The Supreme Court has turned down a bid by New York City school employees who sought to block the city from firing them for not complying with a COVID-19 vaccine mandate.
A majority of justices denied the request, which had been referred to the full court by Justice Neil Gorsuch, a Trump nominee.
As is typical in such cases, the composition of the votes wasn’t released.
The city’s Department of Education in 2021 ordered all employees to get a COVID-19 vaccine, with limited exceptions on medical or religious grounds. Fifteen workers sued the department, alleging they were wrongfully suspended instead of being granted religious exemptions. The way the exemption applications were handled, the suit said, violated the U.S. Constitution.
The workers asked the nation’s top court to step in and issue a preliminary injunction while a circuit court panel weighed whether to overrule earlier decisions on the applications. The panel on March 3 rejected attempts to overturn the decisions, a lawyer for the plaintiffs told the Supreme Court on March 3.
But he said the rejection showed why the nation’s top court should intervene, alleging the court “fundamentally erred by placing the burden on Applicants, rather than the government, to show that Applicants’ religious accommodation denials are narrowly tailored to further a compelling interest.”
Justices thought otherwise and offered their own rejection.
“We were confident the full court would deny this application,” Nick Paolucci, a spokesman for New York City Law Department, told The Epoch Times in an email.
“Neither the Second Circuit Court of Appeals nor the U.S. Supreme Court has ever said that our clients’ First Amendment claims are not meritorious. Rather, the challenge to the vaccine mandate must continue to work its way through the court system. We are going back to the district court to expand the record,” an attorney for the school workers told The Epoch Times in an email.

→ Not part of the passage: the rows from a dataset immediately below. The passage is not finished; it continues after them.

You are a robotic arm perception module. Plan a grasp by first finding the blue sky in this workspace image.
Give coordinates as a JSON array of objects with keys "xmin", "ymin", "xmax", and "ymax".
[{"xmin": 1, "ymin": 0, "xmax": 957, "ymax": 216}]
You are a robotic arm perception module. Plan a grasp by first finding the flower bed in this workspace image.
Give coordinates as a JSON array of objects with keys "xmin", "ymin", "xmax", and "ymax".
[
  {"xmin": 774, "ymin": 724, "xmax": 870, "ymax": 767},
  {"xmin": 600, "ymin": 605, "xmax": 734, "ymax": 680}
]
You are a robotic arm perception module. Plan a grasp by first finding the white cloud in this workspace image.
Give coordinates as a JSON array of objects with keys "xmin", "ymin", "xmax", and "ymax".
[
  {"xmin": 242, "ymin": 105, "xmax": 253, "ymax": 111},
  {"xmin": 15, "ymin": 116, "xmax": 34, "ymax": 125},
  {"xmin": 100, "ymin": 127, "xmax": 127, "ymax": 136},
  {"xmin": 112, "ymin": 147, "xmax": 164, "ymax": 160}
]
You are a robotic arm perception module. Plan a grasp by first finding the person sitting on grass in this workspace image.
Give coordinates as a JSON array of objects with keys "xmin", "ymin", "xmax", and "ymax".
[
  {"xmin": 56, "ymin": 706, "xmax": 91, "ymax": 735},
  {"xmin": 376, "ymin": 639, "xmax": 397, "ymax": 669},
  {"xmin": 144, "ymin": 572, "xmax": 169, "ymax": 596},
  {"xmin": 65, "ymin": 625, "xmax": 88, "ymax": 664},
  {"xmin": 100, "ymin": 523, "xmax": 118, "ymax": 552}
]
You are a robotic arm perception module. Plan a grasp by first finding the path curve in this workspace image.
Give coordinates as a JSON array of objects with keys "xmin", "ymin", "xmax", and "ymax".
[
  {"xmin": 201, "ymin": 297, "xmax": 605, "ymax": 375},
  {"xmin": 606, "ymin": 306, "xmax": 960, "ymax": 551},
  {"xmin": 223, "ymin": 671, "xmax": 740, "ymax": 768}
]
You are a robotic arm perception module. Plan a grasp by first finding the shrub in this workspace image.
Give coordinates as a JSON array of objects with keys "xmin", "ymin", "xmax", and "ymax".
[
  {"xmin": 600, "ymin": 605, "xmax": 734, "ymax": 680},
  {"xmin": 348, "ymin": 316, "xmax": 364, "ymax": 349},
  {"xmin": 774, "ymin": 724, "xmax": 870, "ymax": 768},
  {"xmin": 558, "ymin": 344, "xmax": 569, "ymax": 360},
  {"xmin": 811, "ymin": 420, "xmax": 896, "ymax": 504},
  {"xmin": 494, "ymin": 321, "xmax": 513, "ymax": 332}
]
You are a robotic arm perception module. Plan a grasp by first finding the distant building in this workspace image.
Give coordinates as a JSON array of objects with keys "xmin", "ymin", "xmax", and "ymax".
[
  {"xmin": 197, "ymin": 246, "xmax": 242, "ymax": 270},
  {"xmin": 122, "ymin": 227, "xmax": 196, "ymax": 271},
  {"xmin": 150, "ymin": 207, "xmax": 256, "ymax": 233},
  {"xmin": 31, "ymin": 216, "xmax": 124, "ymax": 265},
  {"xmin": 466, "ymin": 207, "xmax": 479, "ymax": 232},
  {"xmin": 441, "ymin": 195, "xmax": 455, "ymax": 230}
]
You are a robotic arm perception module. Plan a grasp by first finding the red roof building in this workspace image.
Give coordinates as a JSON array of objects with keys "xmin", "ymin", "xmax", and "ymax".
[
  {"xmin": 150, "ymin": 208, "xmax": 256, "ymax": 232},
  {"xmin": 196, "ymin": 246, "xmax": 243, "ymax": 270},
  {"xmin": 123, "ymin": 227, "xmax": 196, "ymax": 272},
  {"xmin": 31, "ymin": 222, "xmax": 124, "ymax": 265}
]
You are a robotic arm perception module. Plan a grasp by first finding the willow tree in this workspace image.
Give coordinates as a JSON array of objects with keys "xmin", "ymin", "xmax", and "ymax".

“Our goal: force the New York City Board of Education to prove that its vaccine mandate is constitutional. We continue to believe that it will not be able to do so. In the end, the First Amendment principles for which we are advocating will have to be addressed head-on and we feel confident that success will follow.”
New York City officials have rolled back some of their vaccine mandates in recent weeks, including one that compelled private businesses to check whether customers had received a COVID-19 vaccine.
But Mayor Eric Adams, a Democrat, has kept the one for city employees in place, arguing that it’s a way to prevent future lockdowns even as the effectiveness of all three vaccines available in the United States has declined following the emergence of the Omicron virus variant.